Recipe by WI Cheesehead
Another great summer salad from Penzey's! You could increase the broccoli and decrease the peas to your preference.
- 1 (16 ounce) package frozen peas, thawed
- 4 hard-boiled eggs, coarsely chopped
- 1 small onion, chopped
- 1 1⁄4 cups cheddar cheese, cubed into 1/4-inch chunks OR shredded
- 4 slices cooked bacon, slices broken into bits
- 1 -2 cup broccoli floret, steamed until crisp-tender (optional)

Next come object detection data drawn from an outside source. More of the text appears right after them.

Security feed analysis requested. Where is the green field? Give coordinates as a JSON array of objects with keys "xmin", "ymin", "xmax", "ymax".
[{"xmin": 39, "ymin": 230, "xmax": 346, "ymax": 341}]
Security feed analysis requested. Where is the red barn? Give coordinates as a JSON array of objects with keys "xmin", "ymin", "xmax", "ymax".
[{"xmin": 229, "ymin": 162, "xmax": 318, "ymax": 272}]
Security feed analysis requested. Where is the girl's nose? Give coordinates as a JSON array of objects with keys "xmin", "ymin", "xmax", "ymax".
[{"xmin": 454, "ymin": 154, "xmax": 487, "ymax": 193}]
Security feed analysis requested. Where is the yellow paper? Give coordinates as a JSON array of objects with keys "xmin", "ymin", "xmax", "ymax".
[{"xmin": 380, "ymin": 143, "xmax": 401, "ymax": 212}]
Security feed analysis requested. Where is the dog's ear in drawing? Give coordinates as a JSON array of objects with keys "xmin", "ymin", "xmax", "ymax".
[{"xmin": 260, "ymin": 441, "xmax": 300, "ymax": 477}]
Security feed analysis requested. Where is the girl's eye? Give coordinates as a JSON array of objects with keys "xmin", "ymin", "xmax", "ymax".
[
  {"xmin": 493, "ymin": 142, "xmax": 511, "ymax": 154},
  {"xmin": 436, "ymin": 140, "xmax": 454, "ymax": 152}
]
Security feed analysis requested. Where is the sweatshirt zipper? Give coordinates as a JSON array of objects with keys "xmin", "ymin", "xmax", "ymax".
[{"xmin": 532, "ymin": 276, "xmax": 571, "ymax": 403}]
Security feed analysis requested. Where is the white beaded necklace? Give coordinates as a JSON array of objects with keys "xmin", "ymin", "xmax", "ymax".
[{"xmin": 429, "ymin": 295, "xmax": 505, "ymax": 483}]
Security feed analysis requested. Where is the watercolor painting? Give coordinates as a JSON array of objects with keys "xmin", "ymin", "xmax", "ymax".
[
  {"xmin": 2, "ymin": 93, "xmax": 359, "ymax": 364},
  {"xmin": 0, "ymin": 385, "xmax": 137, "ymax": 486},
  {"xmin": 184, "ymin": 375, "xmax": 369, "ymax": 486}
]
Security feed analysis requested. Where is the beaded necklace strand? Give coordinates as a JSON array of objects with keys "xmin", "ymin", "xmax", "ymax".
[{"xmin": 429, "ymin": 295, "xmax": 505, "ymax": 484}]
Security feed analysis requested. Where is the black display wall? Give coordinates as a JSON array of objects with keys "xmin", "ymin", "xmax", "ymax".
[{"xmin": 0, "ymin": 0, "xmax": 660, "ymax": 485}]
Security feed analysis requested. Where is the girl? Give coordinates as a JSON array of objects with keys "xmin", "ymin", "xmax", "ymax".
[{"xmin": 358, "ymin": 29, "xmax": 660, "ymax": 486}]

- 1⁄2 cup light mayonnaise
- 2 teaspoons milk
- 1 teaspoon prepared mustard
- 1⁄8 teaspoon celery seed
- 1⁄4 teaspoon garlic
- 1⁄8 teaspoon pepper
- salt, to taste
Directions See How It's Made
- Put the peas, eggs, onion, cheddar cheese, bacon bits and broccoli (if using) in a large bowl and set aside.
- In a smaller bowl, mix the mayonnaise, milk, mustard, celery seed, garlic, pepper and salt together until well blended.
- Pour the dressing over the pea mixture and stir until evenly coated.
- You may serve the salad right away, but it tastes even better the longer the flavors have to develop, chilled in the fridge.